What Kering’s Cyber Attack Teaches Industries About AI

Cybercriminals have stolen customer data from Gucci, Balenciaga and Alexander McQueen after breaching parent company Kering.

This cyber attack following the one on JLR exposes the increasing sophistication of cyber attacks alongside AI’s development and how vulnerable luxury chains are becoming.

Kering confirms that hackers accessed “limited customer data from some of our Houses,” though stresses “no financial information – such as bank account numbers, credit card information or government-issued identification numbers – was involved.”

The attack, carried out by a hacker known as Shiny Hunters, resulted in the theft of names, addresses, emails, phone numbers and purchase histories from what the criminal claims are 7.4 million unique accounts. 

Particularly concerning is the stolen “Total Sales” data field, which records how much individual customers spend with each brand.

So what do these cyber attacks teach us about AI?

How AI transforms both attack methods and defence strategies

The breach demonstrates how AI is reshaping cybersecurity threats. 

Machine learning (ML) algorithms now enable criminals to create more sophisticated attacks while providing new defensive tools for security teams.

Spencer Young, Senior Vice President for Europe, Middle East and Africa at Delinea, a privileged access management company, positions current threats within this technological evolution: “Today’s breach, impacting millions of customers... is a stark reminder that ransomware and data theft has evolved into a shape-shifting, AI-enabled threat,” he says.

Large language models (LLMs) allow criminals to craft phishing attacks that are localised and language-specific, achieving higher success rates than mass-distributed attempts.

James Blake, Vice President of cyber resiliency strategy at Cohesity, a data management firm, describes how criminals are adapting: “Hackers are weaponising AI, exploiting systemic vulnerabilities, evading common security tools and targeting critical infrastructure with growing precision,” he says.

The sophistication means traditional security measures may prove insufficient against threats that adapt based on target responses. 

Companies must now treat cybersecurity as integral to supply chain continuity rather than a separate IT function, with every connection point representing a potential vulnerability.

“LLMs now allow criminals to craft phishing attacks that are localised, believable and language-specific, contributing to a high success rate,” James says.

The bigger picture

Kering says the breach originated from unauthorised access in April, with the criminal making contact in June attempting to extort Bitcoin payment. 

The company followed law enforcement guidance by refusing to engage or pay the ransom demand.

The incident follows a pattern of attacks targeting luxury brands including Cartier and Louis Vuitton. 

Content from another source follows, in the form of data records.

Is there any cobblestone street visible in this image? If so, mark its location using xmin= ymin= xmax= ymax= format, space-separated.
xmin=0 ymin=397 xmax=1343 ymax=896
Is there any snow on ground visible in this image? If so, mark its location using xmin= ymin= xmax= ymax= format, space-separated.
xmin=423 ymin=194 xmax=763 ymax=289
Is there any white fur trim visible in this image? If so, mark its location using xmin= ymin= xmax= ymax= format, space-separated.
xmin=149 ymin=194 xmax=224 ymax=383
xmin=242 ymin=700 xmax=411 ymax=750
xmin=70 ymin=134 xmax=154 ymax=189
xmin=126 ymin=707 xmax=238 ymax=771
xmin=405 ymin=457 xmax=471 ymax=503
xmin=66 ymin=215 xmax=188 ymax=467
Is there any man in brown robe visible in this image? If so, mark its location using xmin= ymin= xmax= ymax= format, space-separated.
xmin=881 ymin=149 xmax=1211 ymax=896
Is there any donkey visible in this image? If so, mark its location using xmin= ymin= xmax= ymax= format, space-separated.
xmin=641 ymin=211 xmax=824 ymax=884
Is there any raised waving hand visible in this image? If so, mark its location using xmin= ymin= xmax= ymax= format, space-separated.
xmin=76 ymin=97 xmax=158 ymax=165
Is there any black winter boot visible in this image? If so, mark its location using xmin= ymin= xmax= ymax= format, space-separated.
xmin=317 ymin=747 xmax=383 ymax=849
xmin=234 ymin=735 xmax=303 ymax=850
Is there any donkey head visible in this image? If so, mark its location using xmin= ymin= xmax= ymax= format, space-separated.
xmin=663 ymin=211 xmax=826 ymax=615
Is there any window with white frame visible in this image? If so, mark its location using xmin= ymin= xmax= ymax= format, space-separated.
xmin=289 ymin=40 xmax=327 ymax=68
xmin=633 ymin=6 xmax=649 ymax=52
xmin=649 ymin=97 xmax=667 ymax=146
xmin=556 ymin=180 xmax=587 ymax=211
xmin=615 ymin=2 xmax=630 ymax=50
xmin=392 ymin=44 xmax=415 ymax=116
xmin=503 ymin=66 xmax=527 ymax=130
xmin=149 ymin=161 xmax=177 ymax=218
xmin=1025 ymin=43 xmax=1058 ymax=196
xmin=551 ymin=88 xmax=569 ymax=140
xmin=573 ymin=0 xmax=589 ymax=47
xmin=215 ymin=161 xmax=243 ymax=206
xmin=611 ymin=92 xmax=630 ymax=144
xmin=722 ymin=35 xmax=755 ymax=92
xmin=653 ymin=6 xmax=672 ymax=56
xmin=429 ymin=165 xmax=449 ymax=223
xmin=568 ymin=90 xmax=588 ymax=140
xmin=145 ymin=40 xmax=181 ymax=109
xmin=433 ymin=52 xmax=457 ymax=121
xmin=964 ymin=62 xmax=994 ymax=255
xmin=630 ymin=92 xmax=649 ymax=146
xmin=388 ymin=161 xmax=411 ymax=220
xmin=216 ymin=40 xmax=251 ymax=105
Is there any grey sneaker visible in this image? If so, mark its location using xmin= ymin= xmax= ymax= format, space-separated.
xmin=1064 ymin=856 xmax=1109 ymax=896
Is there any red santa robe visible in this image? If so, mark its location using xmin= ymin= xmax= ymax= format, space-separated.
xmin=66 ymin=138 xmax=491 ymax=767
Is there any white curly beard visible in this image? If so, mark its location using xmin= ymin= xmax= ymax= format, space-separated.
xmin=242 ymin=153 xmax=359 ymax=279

Google’s cybersecurity analysts link Shiny Hunters to a broader threat group called UNC6040, known for targeting third-party systems like Salesforce through social engineering techniques that trick employees into surrendering login credentials.

How supply chain vulnerabilities multiply attack surfaces

The breach highlights how luxury brands’ reliance on interconnected systems creates multiple vulnerabilities across their operations.

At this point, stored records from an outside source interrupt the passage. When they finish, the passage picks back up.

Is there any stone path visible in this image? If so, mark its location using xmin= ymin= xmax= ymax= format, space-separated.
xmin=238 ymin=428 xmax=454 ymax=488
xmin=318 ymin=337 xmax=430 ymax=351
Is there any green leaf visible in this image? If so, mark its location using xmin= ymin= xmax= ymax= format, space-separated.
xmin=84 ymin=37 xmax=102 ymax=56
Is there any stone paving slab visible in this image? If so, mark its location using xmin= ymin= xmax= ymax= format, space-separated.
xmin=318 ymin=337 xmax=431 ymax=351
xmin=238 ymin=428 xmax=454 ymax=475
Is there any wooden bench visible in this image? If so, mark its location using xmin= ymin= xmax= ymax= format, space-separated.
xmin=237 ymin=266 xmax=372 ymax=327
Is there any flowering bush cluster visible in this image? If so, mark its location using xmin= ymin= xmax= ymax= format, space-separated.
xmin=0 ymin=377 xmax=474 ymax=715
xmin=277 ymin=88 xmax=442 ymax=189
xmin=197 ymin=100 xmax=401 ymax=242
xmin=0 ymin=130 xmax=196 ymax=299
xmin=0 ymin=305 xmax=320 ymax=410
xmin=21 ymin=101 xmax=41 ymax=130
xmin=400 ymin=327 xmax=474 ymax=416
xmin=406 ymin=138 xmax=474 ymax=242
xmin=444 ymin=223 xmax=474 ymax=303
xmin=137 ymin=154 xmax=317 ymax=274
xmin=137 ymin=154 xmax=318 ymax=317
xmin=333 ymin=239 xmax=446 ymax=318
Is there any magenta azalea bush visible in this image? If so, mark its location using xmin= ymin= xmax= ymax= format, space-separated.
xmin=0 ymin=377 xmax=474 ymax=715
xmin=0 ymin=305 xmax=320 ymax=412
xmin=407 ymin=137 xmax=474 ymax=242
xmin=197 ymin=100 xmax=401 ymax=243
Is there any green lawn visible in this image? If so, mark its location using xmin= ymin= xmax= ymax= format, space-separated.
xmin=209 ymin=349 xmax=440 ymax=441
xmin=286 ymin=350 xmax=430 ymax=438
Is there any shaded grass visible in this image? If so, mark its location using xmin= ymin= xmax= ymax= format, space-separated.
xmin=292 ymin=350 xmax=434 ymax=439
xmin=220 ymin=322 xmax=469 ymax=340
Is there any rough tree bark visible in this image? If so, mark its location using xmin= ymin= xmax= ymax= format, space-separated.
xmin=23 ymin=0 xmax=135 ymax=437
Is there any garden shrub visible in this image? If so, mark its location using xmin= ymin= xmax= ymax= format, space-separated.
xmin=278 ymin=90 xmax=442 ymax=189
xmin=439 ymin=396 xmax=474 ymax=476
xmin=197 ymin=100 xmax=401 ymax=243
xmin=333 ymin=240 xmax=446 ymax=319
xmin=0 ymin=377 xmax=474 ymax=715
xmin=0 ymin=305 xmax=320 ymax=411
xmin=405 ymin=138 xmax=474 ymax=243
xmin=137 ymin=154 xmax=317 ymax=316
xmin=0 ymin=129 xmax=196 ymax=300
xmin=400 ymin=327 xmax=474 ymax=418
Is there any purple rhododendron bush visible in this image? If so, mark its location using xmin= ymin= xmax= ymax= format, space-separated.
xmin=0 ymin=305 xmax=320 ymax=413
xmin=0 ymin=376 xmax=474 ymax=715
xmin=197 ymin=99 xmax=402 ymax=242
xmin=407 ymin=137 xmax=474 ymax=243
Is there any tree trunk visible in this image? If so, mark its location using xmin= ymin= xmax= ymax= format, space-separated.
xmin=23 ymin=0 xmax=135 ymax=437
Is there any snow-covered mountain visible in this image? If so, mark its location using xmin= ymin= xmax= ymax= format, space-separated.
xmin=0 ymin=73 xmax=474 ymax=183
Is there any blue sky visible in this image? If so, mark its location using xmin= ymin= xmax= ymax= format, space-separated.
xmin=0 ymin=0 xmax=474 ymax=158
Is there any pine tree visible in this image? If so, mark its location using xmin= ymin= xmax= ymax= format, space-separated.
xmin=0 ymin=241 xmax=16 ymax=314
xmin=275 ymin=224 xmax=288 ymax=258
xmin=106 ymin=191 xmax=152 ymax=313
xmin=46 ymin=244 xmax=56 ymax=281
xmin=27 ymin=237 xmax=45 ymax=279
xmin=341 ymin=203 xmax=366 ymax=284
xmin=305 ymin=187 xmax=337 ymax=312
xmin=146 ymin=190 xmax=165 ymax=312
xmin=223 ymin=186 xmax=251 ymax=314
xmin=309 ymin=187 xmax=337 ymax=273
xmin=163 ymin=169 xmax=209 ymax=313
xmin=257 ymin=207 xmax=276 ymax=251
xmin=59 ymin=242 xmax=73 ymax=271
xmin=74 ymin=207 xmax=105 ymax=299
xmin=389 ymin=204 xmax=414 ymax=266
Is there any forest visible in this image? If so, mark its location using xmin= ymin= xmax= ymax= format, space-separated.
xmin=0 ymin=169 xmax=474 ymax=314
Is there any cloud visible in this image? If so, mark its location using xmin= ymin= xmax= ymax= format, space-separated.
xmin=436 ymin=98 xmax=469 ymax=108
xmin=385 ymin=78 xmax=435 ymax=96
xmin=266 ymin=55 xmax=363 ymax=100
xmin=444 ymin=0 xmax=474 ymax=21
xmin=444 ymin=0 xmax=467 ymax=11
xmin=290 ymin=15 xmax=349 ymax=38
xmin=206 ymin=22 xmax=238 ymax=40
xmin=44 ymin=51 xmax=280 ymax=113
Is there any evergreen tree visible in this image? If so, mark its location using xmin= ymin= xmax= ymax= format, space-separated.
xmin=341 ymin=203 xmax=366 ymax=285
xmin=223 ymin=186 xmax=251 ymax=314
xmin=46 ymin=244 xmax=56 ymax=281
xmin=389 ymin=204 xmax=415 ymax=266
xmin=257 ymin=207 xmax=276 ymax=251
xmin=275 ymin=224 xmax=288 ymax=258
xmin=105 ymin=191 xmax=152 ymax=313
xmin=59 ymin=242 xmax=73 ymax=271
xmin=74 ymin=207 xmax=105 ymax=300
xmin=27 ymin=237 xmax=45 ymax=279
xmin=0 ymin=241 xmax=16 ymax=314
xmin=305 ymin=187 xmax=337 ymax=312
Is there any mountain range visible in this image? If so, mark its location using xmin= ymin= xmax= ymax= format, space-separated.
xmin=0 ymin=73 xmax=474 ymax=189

These companies depend on integrated networks covering customer relationship management, inventory tracking and global distribution that connect internal systems with external suppliers, warehouses and shipping partners.

When hackers compromise shared digital platforms or IT connections, the effects ripple through production lines, distribution centres and vendor networks. 

A breach of an outsourced system like Salesforce can provide backdoor access to core infrastructure.

Michael Tigges, Senior Security Operations Analyst at Huntress, a cybersecurity firm providing threat detection services, explains the broader implications: “The breach at Kering highlights how luxury retailers remain attractive targets for data theft, even when payment data isn’t exposed.”

He also notes that identity data alone enables criminals to impersonate legitimate users and potentially access other systems, using techniques including deepfake voice technology and AI-generated phishing content to make fraudulent communications more convincing.

This interconnectedness means that operational paralysis, delivery delays and stock shortages can result when systems are compromised or taken offline for security remediation.